Wolf Pages

Saturday, April 4, 2015

ID #wolf numbers rise in 2014 but livestock attacks drop (& still wolves are killed!)

By Rocky Barker
April 3, 2015 
A wolf in Idaho.
Wolves have been roaming Idaho in numbers since they were reintroduced in 1995.
IDAHO DEPARTMENT OF FISH AND GAME PHOTO 

Idaho had 770 wolves in the state at the end of 2014, an estimate released Friday by the Department of Fish and Game showed.

That’s up from 2013’s estimate of 659 but cattle and sheep depredations by wolves dropped.
The annual wolf monitoring report showed wolf numbers remain well above the 150 wolves and 15 breeding pairs required to keep gray wolves off the endangered species list under the 2009 de-listing rule Congress used when it removed the wolves in 2011.

Biologists documented 104 wolf packs in Idaho at the end of 2014. Another 23 packs were counted by Montana, Wyoming, and Washington that had established territories overlapping the Idaho state boundary.

Determination of breeding pair status was made for 43 packs. Of these, 26 packs met breeding pair criteria at the end of 2014, and 17 packs did not.
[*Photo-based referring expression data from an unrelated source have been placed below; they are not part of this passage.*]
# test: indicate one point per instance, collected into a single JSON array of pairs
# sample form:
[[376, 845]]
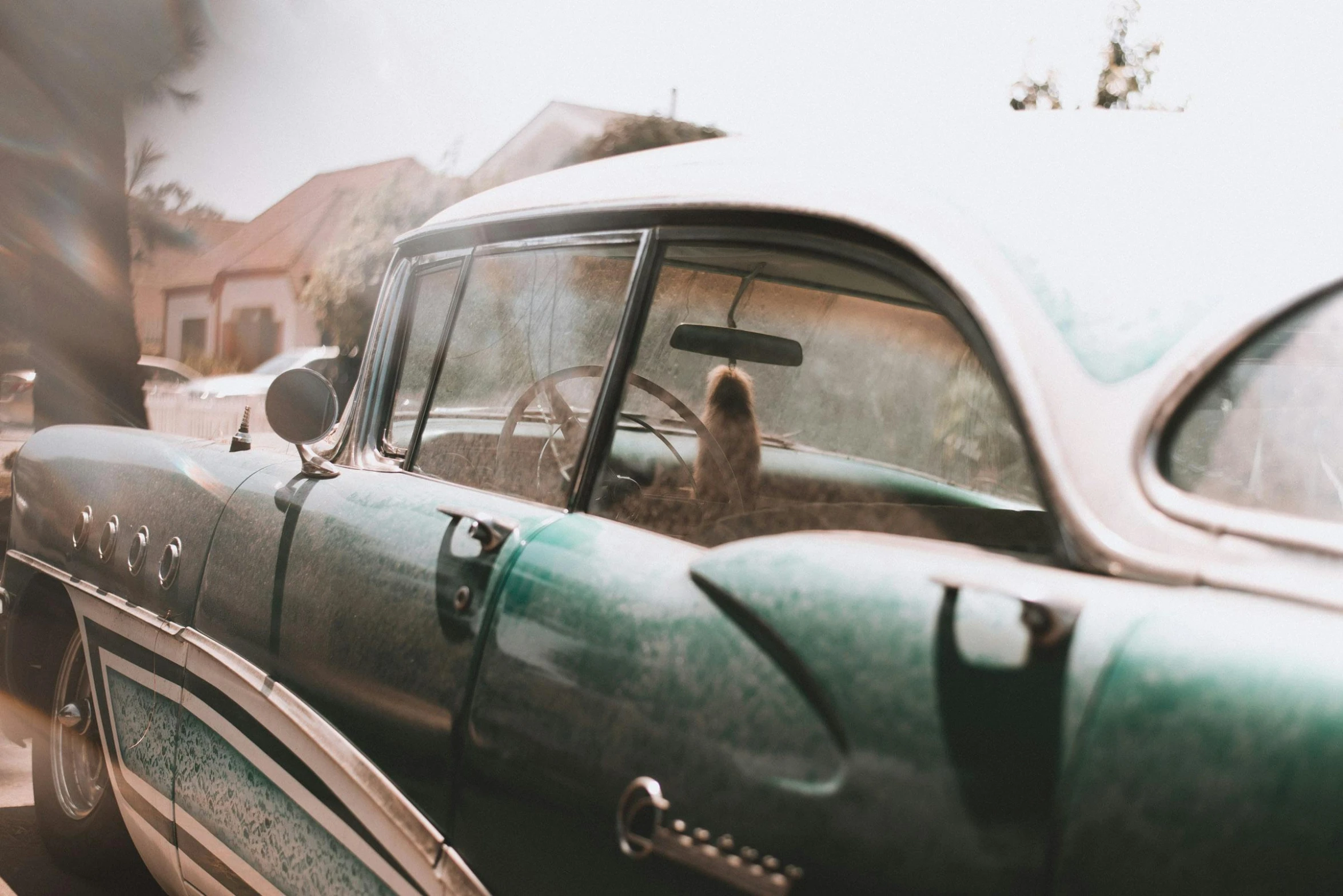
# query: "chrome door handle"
[[489, 530]]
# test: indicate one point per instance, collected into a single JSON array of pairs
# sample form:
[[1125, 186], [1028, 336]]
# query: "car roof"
[[168, 364], [1110, 258]]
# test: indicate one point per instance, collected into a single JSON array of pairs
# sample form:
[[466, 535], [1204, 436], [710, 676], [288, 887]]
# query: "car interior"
[[772, 391]]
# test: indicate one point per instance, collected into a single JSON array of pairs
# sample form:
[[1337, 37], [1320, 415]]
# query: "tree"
[[69, 70], [343, 287], [1029, 93], [1126, 74], [155, 210], [1129, 67], [634, 133]]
No determination of breeding pair status was made for the remaining 61 packs, the agency said.

Hunters and trappers harvested 256 wolves in 2014, 100 fewer than in 2013. Fewer total wolves were killed in response to depredations on livestock and predation on big game populations in 2014, with 67 wolves taken, 27 wolves less than during 2013.

Average pack size was 6.5 wolves at the end of 2014, higher than the 5.4 wolves in 2013, but smaller than the 8.1 wolves per pack average during the three years prior to the establishment of hunting and trapping seasons in 2009.
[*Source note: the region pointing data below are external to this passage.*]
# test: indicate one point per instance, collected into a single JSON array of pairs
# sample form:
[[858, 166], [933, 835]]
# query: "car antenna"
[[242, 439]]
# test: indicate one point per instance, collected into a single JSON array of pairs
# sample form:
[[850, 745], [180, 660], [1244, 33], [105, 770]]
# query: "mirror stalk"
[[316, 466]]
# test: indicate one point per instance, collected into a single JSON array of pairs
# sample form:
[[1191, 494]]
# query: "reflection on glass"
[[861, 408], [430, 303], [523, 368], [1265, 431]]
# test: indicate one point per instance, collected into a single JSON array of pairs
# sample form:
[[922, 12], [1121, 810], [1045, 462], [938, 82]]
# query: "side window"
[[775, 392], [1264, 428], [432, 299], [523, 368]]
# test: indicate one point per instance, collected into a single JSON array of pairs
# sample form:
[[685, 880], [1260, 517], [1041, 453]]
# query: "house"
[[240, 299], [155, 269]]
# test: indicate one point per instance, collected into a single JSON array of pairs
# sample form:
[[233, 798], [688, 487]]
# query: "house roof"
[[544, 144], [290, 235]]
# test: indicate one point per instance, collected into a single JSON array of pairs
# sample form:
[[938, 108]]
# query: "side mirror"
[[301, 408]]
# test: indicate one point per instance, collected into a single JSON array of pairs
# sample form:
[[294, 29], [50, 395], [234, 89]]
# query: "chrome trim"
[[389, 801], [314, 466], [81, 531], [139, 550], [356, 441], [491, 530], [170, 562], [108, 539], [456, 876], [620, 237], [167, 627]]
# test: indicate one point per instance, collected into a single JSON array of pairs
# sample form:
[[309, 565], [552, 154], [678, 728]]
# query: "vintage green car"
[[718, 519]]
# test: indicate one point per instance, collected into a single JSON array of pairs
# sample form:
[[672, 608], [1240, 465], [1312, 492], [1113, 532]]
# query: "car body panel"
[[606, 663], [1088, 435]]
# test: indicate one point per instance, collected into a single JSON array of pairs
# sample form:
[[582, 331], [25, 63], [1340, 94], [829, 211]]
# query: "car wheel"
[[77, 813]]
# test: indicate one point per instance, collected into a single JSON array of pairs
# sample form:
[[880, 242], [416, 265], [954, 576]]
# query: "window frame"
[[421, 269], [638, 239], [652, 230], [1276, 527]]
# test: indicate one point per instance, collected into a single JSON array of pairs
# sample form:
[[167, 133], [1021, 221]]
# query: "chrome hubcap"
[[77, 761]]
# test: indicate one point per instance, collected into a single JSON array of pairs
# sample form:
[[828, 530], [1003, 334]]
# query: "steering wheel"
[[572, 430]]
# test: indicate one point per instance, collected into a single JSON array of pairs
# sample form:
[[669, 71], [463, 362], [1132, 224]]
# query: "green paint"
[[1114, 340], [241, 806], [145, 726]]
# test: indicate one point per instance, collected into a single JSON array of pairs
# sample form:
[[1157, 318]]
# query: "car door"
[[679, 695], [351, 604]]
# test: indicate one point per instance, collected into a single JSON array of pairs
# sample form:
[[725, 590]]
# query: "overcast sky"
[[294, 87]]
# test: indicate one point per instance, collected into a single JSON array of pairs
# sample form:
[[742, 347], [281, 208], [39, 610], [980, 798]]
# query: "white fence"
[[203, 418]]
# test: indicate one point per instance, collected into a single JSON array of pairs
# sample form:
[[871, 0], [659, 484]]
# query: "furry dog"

Nineteen wolf deaths were attributed to other human causes, and two to natural causes. The causes of 16 wolf mortalities could not be determined and were listed as unknown.

The number of cattle and sheep lost to wolf depredation was below the average of the last 10 years, as was the number of wolves killed in response to depredations. During 2014, 43 cattle, 103 sheep, three dogs and one horse were confirmed as wolf kills. Ten cattle, 7 sheep, and 1 dog were classified as probable wolf depredations.